7. From the reading of Section 260A of the Act it is clear that this Court can interfere against the order passed by the Tribunal, if the Order passed by the Tribunal suffers from errors involving substantial question of law. The scope of interference under Section 260A of the Act by this Court is similar to the power to be exercised by this Court under Section 100 of the Code of Civil Procedure. While considering the scope of Section 100 of the Code of Civil Procedure, the Hon'ble Supreme Court in the case of HARI SINGH v. KANHAIYA LAL, of the judgment has observed as follows:
"Sub-section (3) places an obligation on the appellant to precisely state the substantial question of law involving in the appeal. Sub-section (4) confers on the High Court an obligation to formulate the substantial question of law, if it is satisfied that it is satisfied that it is involved. Then Sub-section (5) confers right on the respondent to urge that no substantial question of law arises. The provision supplements the discretion question of law arises if not formulated. The aforesaid scheme of this Section clearly reveals the intents of Legislature to limit the exercise of power of the High Court under Section 100. Thus existence of substantial questions of law is sine qua non for the exercise of power by the High Court under this section."

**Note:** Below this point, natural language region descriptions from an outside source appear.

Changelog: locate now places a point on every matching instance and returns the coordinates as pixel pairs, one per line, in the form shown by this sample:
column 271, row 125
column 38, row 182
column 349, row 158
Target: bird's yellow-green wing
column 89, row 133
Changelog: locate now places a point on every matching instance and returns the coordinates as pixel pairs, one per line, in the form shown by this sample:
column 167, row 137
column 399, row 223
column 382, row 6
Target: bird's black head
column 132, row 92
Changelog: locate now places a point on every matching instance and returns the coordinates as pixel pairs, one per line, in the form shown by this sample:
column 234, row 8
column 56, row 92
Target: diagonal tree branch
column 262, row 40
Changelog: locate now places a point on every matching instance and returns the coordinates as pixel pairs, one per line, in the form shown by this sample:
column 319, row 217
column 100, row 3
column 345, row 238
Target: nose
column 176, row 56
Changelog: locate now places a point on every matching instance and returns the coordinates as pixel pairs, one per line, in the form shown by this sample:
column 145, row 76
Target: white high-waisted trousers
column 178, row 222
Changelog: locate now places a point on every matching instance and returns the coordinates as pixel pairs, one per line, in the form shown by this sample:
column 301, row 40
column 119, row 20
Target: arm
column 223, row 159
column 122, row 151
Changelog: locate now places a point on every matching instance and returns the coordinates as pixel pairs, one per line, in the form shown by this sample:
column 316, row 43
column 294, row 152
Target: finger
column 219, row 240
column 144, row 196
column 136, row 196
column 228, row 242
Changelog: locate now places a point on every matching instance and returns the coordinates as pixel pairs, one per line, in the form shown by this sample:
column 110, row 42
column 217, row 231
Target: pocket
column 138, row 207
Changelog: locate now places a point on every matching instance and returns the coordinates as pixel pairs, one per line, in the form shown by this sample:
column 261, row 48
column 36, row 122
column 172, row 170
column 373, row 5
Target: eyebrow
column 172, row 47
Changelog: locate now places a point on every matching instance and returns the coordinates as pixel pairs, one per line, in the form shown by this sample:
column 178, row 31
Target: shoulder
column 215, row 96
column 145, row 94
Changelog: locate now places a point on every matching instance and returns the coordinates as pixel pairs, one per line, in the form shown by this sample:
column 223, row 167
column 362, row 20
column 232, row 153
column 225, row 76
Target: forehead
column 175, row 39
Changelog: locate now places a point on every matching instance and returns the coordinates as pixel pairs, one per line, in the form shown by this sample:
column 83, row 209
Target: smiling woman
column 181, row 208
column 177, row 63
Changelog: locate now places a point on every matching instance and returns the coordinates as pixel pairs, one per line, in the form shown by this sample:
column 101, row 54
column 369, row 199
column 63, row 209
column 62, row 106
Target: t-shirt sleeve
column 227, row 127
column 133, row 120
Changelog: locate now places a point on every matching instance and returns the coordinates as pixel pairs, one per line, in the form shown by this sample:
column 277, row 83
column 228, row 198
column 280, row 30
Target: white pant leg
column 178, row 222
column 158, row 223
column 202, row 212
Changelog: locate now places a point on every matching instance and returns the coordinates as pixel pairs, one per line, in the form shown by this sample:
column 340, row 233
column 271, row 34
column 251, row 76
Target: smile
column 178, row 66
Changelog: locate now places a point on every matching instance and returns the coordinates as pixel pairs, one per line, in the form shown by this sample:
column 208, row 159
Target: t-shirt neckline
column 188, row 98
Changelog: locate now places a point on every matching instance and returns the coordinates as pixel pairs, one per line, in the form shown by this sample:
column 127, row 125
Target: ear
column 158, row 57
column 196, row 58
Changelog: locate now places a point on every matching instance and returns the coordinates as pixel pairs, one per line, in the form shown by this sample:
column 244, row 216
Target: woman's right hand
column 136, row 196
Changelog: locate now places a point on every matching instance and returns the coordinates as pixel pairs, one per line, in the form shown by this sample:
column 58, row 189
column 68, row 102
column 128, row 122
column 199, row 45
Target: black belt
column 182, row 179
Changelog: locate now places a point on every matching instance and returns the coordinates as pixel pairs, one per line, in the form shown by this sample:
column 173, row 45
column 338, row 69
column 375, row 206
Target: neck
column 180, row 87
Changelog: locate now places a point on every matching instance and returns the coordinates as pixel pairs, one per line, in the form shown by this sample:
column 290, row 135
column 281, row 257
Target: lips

11. This Court records in Panchugopal Barua v. Umesh Chandra Goswami, "Para 7 - A bare look at Section 100, CPC shows that the jurisdiction of the High Court to entertain a second appeal after the 1976 amendment is confined only to such appeals as involve a substantial question of law, specifically set out in the memorandum of appeal and formulated by the High Court. Of course, the proviso to the Section shows that nothing shall be deemed to take away or abridge the power of the Court to hear, for reasons to be recorded, the appeal on any other substantial question of law, not formulated by it, if the Court is satisfied that the case involves such a question. The proviso presupposes that the Court shall indicate in its order the substantial question of law which it proposes to decide even if such substantial question of law was not earlier formulated by it. The existence of a 'substantial question of law' is thus, the sine qua non for the exercise of the jurisdiction under the amended provisions of Section 100 CPC."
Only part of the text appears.